To summarize, the blogger, who happens to be a parent of a child on the spectrum, goes on to criticize the Ms. Wright's open letter regarding a call for action in Washington. There are many supporters who share the blogger’s opinion; I don’t. I have read and reread Mrs. Wright’s letter, over and over again, and it doesn’t offend me. My only advice to Mrs. Wright would be to avoid using the word “all” to categorize everyone under her blanketed assumptions. Instead, Ms. Wright should use the qualifiers many, numerous, or countless because there are others, like my son, who would be categorized as high-functioning and face challenges that aren’t as severe or dire as others on the spectrum like the letter portrayed.
This was my comment in response to the aforementioned blog post:
" This isn't the first time that I've read your posts and each time I do, I couldn't disagree more. Much like autism is a spectrum disorder so, too, are the ways in which each family experiences, copes, and forges ahead with their loved one in what is a lifelong disorder. While Ms. Wright did dramatize autism to garner sympathy, what she describes is true for many families. My journey with my 7 year-old on the spectrum is my own. And, yes, it often feels like purgatory. Your experience is different and I think you are the voice of the minority. Of course, our opinions as parents are going to vary from the population of adults on the spectrum who have a perspective all their own.

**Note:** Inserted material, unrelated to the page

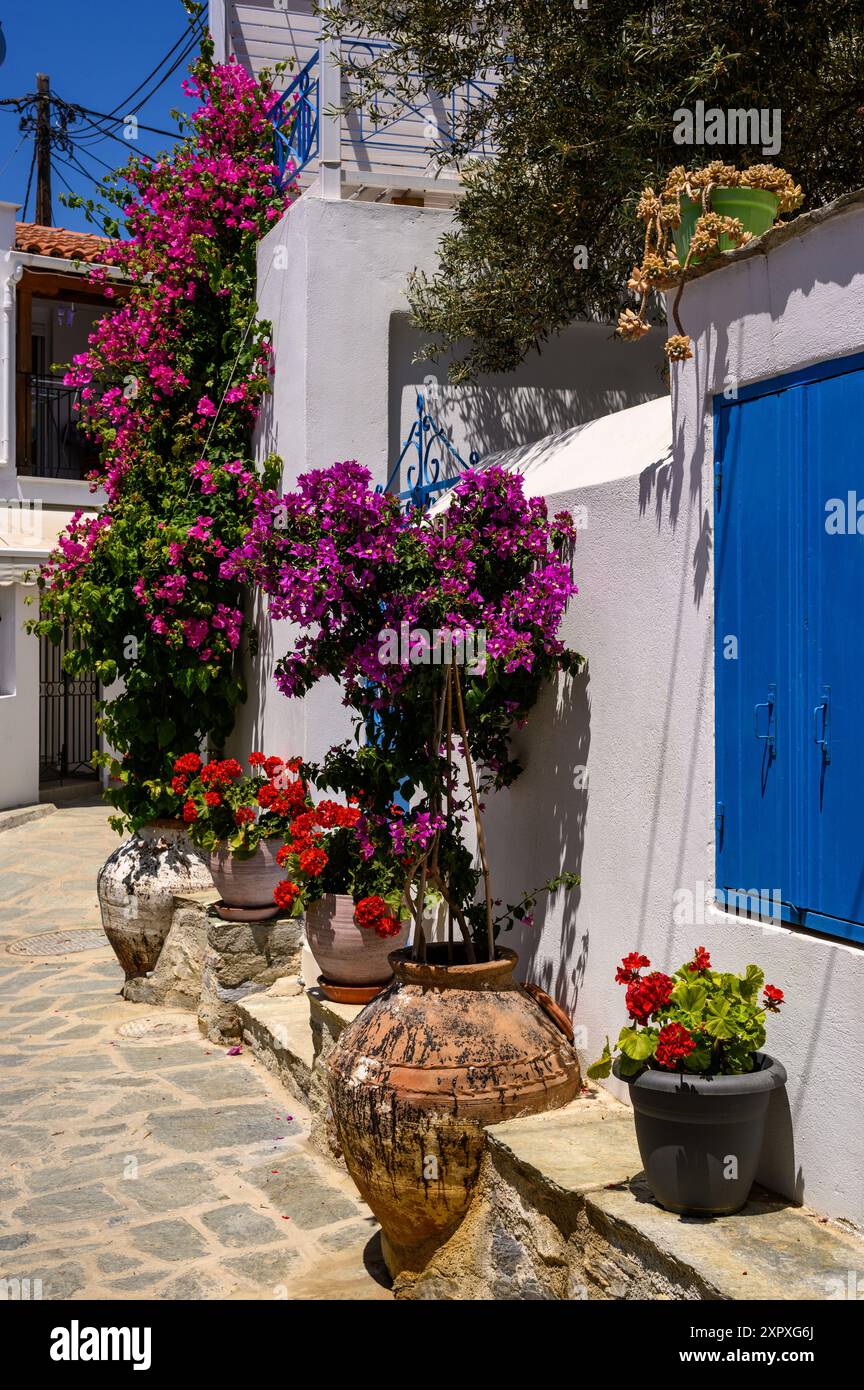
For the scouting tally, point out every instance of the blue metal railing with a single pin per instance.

Autism Speaks was not alone in backing the vaccine link to autism. When the numbers of those affected was rising rapidly, looking for answers was a sign of desperation. Only in hindsight was it clear that looking to vaccines was a misguided theory. I am grateful that Autism Speaks brings attention to a disorder that is misunderstood. Many people only know about autism through Autism Speaks and I would rather have that awareness than nothing at all."

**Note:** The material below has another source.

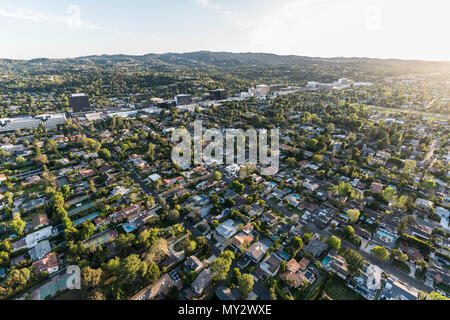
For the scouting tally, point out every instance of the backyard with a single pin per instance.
(336, 290)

Life is too short to stay entangled in divisiveness and I won’t waste your time or mine counter-arguing every point in her post. What I’d rather point out is that bloggers, like Shannon Des Roches Rosa, who continue to perpetuate this divisiveness between those parents who see their child as a gift versus those parents who are continuing to struggle, are only creating a discourse that shames parents for not seeing their child through her rosy lens. And unlike the blogger, I will never categorize my child using the word “autism” before son or his first name because I see the soul of my son ahead of his disorder.
In contrast to the commenters spewing untruths that accuse me of blaming my son for his challenges and failing to see his potential, quite the opposite is true. And as I’ve always said, I think he’s one of the lucky ones on the spectrum in terms of his abilities. I never thought I’d be a special needs parent, a journey with just as many highs as lows. Are there days where I wish ‘IT’ would disappear? Yes. Are there days where I wish there were a cure? Absolutely. Do I love my son? Without question. That's all that really matters.